LGouellec / kafka-streams-dotnet

.NET Stream Processing Library for Apache Kafka 🚀
https://lgouellec.github.io/kafka-streams-dotnet/
MIT License
452 stars 73 forks source link

Unable to process messages when using branching #313

Closed attributeerror closed 4 months ago

attributeerror commented 4 months ago

Description

I am running into an issue where I'm using branching to determine which Avro schema should be used to serialise a message, but the stream processor is simply consuming all of the messages and not outputting to any downstream topic.

How to reproduce

Create 2 or more models from Avro schemas (I don't think the data matters in this case), then use AvroGen to create the C# models. I have provided a snippet of my code below as to how I set the branches up.

Setup stream topology code snippet ```c# StreamBuilder builder = new(); List> predicates = new(); foreach (Models.RouteMapping routeMapping in _settings.RouteMappings) { predicates.Add((k, v) => { return routeMapping.RoutingKeys.Any(routingKey => routingKey.MatchesRoutingKey(routeMapping.RoutingKeys)); }); } IKStream[] branches = builder.Stream(_settings.KafkaSourceTopic, new StringSerDes(), new StringSerDes()) .Branch(predicates.ToArray()); foreach (var (index, routeMapping) in _settings.RouteMappings.WithIndex()) { if (routeMapping.TopicName == "Topic1") { branches[index] .Peek((k, v) => _log.Info($"Processing message {k} - routing to Topic1.")) .MapValues(value => _schemaOneMapper.From(value)) .Filter((key, value) => value != null) .To(TopicNames.AssetActions, new StringSerDes(), new SchemaAvroSerDes()); } else if (routeMapping.TopicName == "Topic2") { refEntityBranches[refEntityBranchIndex] .Peek((k, v) => _log.Info($"Processing message {k} - routing to Topic2.")) .MapValues((key, value) => _schemaTwoMapper.From(value)) .Filter((key, value) => value != null) .To(TopicNames.ReferenceEntityActions, new StringSerDes(), new SchemaAvroSerDes()); } // Otherwise, just forward the message with no serialisation else { branches[index] .Peek((k, v) => _log.Info($"Processing message {k} - unknown routing.")) .Filter((key, value) => value != null) .To(routeMapping.TopicName, new StringSerDes(), new StringSerDes()); } } return builder.Build(); ```

My RouteMapping class is then as follows:

public class RouteMapping
{

    public string TopicName { get; set; }

    public List<string> RoutingKeys { get; set; }

}

The RoutingKeys field should be a List of RegEx patterns to match with the incoming key.

Assembly Information

Streamiz.Kafka.Net Nuget version: v1.5.1 Apache Kafka version: 3.3.1 Client configuration:

ApplicationId = "test-stream-processor",
BootstrapServers = "[redacted]",
SchemaRegistryUrl = "[redacted]/confluent-schema-registry",
AutoRegisterSchemas = false,
SubjectNameStrategy = SubjectNameStrategy.Record,
AutoOffsetReset = AutoOffsetReset.Earliest,
DefaultKeySerDes = new StringSerDes(),
DefaultValueSerDes = new StringSerDes(),
Debug = "consumer,cgrp,topic,fetch,broker,msg",
Logger = LoggerFactory.Create(b =>
{
    b.SetMinimumLevel(LogLevel.Debug);
    b.AddConsole();
}),

Operating system: Windows 10

Logs attached: stream processor logs.txt

Checklist

Please provide the following information:

attributeerror commented 4 months ago

Oops- this was a flaw in my logic, not with the library.
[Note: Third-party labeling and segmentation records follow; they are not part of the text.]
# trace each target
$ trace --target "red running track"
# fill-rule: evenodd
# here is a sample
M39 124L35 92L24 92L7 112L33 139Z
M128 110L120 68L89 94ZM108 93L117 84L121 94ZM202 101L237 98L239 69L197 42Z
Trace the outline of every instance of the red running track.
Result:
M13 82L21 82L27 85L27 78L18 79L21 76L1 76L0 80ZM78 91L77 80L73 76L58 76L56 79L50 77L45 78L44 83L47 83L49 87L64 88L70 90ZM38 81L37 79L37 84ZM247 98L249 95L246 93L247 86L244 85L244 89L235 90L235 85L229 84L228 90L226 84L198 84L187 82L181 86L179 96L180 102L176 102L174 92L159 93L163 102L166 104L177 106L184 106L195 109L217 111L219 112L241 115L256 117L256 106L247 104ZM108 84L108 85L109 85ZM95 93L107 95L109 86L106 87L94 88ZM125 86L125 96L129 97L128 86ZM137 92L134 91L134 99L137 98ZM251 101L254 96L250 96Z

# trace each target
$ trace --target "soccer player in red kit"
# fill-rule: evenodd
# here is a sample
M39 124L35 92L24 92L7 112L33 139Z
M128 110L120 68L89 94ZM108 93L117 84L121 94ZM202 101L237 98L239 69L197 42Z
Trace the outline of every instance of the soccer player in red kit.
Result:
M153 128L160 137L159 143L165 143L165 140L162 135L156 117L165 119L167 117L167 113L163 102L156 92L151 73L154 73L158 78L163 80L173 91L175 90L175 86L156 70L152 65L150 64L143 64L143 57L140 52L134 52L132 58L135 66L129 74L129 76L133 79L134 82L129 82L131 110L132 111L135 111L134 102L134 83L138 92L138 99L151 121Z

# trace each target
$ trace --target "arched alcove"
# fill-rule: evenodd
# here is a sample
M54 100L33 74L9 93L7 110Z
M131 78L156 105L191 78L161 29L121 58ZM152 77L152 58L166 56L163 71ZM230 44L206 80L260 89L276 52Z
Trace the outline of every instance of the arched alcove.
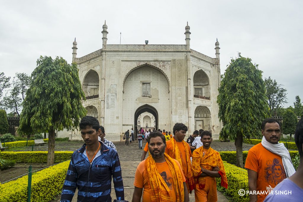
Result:
M99 85L98 73L94 70L90 70L84 77L82 85L82 89L86 99L98 97Z
M210 99L209 79L204 71L200 69L195 72L193 83L194 97Z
No branch predicate was passing which is why it was consuming all of the messages yet supposedly not doing anything.

For anyone else with this issue in the future, I would highly recommend a catch-all branch predicate (where the very last predicate in the list always returns true) so that you can spot this easier.

LGouellec commented 4 months ago

Thanks @attributeerror for the follow up. You are right, a good practice is to have a default branch at the end in case of any predicate match.